Working backwards from the LC resonance equation:

F = 1 / [ 2 * pi * sqrt( L * C ) ]

Substituting in d = 1/C, Cinf as the antenna intrinsic C, and Kc as the "gain" of the hand capacitance with distance, we get:

d ~= F^2 * 4 * pi^2 * L * Kc / [ 1 - ( F^2 * 4 * pi^2 * L * Cinf ) ]

If:

K1 = 4 * pi^2 * L * Kc

and

K2 = 4 * pi^2 * L * Cinf

we get the form:

d ~= F^2 * K1 / [ 1 - ( F^2 * K2 ) ]

Multiplying through by K2, and setting K3 = K1 / K2, we get:

d ~= F^2 * K3 / ( K2 - F^2 )

Clearly, K2 will be set to be a bit larger than F^2 when standing away from the Theremin. And K3 is a general gain factor.

To get an operating point number that gets larger as the hand approaches the pitch antenna, we subtract d from a number that is the value of d when we are standing at the playing position with our pitch hand retracted. To generalize this we can make K3 negative, which makes d negative, so we simply add d to this new factor. What is the form of this new factor? We want changes to a new control K4 to translate or move the entire response up and down, so it is an offset. We also want changes to the gain control K3 to "rotate" the response about some middle point without translation. This gives independent control over playing range and sensitivity.

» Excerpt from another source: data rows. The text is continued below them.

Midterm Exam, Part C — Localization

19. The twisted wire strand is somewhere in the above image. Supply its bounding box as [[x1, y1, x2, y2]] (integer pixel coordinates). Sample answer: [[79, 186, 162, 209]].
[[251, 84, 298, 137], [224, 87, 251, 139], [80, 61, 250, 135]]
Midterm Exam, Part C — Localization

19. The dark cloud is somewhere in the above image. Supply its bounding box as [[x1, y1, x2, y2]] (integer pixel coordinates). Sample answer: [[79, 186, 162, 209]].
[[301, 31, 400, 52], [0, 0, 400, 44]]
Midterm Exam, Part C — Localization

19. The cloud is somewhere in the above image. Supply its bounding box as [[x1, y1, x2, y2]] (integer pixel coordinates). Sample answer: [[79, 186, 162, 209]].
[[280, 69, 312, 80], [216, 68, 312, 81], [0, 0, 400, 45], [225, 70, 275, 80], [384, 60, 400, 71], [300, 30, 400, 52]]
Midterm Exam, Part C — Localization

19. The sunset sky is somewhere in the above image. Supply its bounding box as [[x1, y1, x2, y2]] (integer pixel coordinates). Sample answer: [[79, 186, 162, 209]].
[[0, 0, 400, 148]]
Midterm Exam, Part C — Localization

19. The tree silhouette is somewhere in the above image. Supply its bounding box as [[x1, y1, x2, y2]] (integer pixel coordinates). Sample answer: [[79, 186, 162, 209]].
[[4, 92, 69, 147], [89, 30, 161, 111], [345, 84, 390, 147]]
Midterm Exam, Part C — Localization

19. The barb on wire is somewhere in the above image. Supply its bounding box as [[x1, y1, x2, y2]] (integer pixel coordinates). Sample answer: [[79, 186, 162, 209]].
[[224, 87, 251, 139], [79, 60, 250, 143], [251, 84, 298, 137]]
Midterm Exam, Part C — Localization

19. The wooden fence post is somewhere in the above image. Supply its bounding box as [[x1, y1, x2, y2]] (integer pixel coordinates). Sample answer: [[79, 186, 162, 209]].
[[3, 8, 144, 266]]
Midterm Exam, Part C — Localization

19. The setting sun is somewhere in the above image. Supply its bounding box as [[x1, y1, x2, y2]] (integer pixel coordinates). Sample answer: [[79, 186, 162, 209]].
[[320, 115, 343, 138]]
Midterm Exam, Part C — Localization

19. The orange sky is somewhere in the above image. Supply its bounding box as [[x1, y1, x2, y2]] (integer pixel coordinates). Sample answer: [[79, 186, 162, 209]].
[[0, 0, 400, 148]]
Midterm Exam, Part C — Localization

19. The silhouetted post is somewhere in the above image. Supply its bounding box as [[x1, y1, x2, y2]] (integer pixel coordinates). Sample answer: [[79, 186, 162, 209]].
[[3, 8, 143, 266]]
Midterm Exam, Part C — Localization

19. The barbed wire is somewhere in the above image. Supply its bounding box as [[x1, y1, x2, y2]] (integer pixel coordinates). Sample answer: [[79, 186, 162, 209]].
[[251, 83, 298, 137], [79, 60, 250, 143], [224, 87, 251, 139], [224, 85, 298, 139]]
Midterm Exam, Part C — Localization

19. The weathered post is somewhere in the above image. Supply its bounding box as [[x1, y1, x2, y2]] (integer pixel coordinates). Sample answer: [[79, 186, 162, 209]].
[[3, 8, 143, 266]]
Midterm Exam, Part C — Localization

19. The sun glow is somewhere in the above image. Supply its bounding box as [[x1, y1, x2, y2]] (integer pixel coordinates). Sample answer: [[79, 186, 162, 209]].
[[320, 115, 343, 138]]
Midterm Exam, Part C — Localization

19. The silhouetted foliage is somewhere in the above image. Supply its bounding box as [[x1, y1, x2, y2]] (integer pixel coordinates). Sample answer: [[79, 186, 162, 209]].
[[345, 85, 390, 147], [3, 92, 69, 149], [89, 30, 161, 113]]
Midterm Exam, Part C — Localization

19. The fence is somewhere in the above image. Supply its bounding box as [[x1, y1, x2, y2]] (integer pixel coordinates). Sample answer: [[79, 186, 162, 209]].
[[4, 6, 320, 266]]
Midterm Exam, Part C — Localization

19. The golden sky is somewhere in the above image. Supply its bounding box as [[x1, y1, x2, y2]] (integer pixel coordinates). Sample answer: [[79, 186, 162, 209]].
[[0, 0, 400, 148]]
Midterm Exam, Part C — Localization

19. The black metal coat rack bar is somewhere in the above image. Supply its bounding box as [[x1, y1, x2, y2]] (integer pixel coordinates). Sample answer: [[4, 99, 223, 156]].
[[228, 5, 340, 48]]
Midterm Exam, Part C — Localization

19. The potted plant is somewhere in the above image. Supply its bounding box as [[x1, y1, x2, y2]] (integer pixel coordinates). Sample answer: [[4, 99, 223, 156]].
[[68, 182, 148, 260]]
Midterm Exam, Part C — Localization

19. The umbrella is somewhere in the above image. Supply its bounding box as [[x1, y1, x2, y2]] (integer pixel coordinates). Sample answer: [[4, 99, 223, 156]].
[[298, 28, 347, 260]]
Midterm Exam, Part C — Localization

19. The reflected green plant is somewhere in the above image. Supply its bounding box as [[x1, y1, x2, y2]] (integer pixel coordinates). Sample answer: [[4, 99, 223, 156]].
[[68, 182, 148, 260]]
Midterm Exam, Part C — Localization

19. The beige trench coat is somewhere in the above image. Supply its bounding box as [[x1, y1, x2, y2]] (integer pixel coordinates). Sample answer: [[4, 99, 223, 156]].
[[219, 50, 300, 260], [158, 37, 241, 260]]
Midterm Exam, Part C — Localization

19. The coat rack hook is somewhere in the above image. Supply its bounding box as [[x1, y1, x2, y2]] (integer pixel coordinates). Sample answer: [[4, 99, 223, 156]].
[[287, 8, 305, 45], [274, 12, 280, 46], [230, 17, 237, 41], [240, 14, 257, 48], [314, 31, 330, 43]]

With a negative K3, the graph of the line is negative sloping from zero, so we want to pull the line up to the origin at the middle point, and this is accomplished by adding -K3 * K4 (i.e. by adding a scaled translation value) to the response. The final translation up is simply adding K4:

translation factor = -K3 * K4 + K4 = K4 * ( 1 - K3 )

So the final form is:

Pitch (linear) = [ F^2 * K3 / ( K2 - F^2 ) ] + [ K4 * ( 1 - K3 ) ]

Which we can feed directly to a linear response pitch display and to an exponential response oscillator or NCO.

Interestingly, with proper adjustments to everything, linearity doesn't seem to be affected by the removal of F^2 from the numerator. But having it there probably helps normalize things.

Also, the above will work for the volume side, where we want the volume number increasing as we withdraw our hand, by simply making K3 positive and K4 negative.